The pET25b-PKC-OP was constructed. The plate shows monoclonals of pET25b-PKC-OP constructs.
Column “marker” is a column that is used to show the position of different lengths of genes. Number 1 to 10 is the result for recombinant plasmid pET25b-PKC-OP after Apa1 enzyme digestion. We get two bands of 4712bp and 1894bp. It further indicates that the obtained monoclonals were positive monoclonals containing the recombinant plasmid. 1, 7 and 8 plasmids were sent to sequence.
Sequencing feedback shows we have obtained the correct plasmids which is consistent with their DNA profiles.
Proof of function
Different induction conditions were tested for protein expression.
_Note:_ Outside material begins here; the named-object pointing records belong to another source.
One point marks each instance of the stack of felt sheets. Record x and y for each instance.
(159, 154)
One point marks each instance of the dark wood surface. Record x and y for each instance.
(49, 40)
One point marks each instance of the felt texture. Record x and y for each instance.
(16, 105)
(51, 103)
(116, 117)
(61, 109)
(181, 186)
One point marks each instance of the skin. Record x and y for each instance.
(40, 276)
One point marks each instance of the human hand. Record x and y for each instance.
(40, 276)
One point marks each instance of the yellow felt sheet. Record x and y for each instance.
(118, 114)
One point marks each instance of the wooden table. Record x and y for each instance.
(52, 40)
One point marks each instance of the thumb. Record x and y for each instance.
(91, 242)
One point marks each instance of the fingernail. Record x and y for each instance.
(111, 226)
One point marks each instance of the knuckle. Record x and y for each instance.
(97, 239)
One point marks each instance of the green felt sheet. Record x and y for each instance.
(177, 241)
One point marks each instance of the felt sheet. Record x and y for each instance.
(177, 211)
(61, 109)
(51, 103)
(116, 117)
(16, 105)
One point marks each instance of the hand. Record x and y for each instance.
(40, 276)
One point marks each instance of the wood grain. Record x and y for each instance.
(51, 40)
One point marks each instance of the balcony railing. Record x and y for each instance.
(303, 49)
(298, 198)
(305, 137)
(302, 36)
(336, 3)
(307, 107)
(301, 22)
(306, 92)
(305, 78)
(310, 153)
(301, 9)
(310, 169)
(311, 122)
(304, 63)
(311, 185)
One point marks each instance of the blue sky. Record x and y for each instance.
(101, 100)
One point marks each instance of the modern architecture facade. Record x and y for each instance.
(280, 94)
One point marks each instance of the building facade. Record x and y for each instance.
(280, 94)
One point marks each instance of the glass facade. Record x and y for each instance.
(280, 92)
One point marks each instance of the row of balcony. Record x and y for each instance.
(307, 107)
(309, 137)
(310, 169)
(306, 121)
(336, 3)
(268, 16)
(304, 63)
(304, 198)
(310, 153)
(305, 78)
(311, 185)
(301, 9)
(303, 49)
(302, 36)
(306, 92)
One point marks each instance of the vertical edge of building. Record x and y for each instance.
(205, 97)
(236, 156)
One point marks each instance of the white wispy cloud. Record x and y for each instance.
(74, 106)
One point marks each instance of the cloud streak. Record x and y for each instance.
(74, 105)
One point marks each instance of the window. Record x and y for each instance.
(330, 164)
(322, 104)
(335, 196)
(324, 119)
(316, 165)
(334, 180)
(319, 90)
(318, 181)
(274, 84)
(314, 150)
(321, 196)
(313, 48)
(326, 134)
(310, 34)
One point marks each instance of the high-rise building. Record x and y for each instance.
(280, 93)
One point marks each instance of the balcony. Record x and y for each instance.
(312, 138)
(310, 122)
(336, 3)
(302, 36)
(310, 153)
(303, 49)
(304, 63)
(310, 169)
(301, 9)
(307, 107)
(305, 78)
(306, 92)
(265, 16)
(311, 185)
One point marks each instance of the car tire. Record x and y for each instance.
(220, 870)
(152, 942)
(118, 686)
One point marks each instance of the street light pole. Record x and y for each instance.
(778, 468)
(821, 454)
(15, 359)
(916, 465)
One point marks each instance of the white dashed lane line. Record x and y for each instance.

As the pET-25b vector contains a pelB signal peptide, the engineered strain would secret the protein into the medium. Therefore, we collected the culture supernatant after induction and ran SDS-PAGE for verification (Figure 6).
The theoretical molecular weight of the PKC cellulase is 45.6 kDa. As seen from the SDS-PAGE (Figure 6), there is a wide band just above 40 kDa and it indicates that we have obtained the PKC cellulase.